Congress passed the ARP back in March and the $1.9 trillion relief package expanded the decades-old Child Tax Credit programme to include direct monthly payments for the first time. However only one year of funding was ensured by the ARP and, unless Congress is able to pass an extension in the near future, the monthly payments will end with the December instalment.
But what does all this mean for tax filing in 2022? Can you still rely on a Child Tax Credit to reduce the size of your family’s tax bill, or even use it to boost a tax refund?
What does the Child Tax Credit mean for my tax filing?
For months Congress has been debating the future of President Biden’s Build Back Better bill, a legislative package which includes a one-year extension for the improved Child Tax Credit.

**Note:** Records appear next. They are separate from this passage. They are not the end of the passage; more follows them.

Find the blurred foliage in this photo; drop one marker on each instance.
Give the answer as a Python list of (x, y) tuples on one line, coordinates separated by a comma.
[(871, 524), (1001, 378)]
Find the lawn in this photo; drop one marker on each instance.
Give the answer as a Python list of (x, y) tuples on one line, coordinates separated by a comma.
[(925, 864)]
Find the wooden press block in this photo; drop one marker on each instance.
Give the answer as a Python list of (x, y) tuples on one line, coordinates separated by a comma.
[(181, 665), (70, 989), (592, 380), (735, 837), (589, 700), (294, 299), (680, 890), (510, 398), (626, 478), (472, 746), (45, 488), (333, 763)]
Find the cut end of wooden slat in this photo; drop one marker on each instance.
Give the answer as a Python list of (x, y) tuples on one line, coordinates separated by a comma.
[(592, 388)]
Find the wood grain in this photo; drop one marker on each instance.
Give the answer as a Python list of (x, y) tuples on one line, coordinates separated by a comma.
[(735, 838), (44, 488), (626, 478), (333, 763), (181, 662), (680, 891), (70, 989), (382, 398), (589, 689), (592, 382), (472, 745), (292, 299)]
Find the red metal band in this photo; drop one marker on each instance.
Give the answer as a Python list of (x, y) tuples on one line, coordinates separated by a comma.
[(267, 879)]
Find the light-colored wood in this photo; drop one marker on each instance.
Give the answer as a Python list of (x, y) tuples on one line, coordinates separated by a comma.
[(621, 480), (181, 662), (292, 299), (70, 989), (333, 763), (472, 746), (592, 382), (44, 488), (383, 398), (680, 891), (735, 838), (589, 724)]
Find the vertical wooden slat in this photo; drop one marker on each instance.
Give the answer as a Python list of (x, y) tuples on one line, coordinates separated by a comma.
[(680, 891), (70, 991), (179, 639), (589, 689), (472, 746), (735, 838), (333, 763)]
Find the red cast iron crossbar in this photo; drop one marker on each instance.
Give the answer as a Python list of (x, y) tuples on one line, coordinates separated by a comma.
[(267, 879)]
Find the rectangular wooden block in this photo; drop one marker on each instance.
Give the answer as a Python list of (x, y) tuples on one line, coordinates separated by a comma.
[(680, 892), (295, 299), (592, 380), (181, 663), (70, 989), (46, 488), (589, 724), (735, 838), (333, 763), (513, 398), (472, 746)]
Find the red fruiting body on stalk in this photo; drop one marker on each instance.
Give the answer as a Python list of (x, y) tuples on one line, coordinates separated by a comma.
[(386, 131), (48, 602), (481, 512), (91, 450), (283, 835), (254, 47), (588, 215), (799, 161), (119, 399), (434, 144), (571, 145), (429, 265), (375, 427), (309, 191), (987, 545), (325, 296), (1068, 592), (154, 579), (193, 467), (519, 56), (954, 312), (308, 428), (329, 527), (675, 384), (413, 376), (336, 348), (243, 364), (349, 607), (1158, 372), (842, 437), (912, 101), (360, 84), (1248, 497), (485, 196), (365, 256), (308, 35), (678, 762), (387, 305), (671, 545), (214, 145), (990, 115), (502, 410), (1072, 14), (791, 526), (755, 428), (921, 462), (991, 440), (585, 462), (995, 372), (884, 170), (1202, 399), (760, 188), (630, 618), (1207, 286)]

But regardless of whether that extension materialises, Child Tax Credit recipients will have a credit to claim when they file their taxes in 2022.
Since July the IRS has been sending families monthly checks worth $300 for children five or younger, and $250 for those aged between six and 17. The July-December monthly payments have constituted the first six months of provision, but the ARP provided a full year of the boosted programme.
The remaining six months of the expanded Child Tax Credit will come as a single end-of-year tax credit, to be claimed when filing taxes in 2022. This means that parents still have a tax credit worth up to $1,800 per child to reduce their 2021 tax bill or increase the size of their tax refund.
How do I claim the Child Tax Credit when filing in 2022?
In early 2022 you will be required to file your tax returns for the previous year and you will get the chance to claim the remainder of the expanded Child Tax Credit. The IRS has confirmed that it will send out Letter 6419 to Child Tax Credit recipients in January, outlining what remaining credit they have.
The letter will advise you on how to ensure that you get your full Child Tax Credit entitlement when you file, as well as the size of the payment that you can expect. You should keep the letter and may need to refer to it when filing taxes.
You should also bear in mind that the advanced Child Tax Credit payments you received in 2021 are not considered income, meaning that the payments will not be taxed for anyone who is eligible.
The only exception is if your 2021 income exceeded the original estimates and you rise above the income threshold for eligibility. In this instance, you may have to pay back some of the money received from the Child Tax Credit.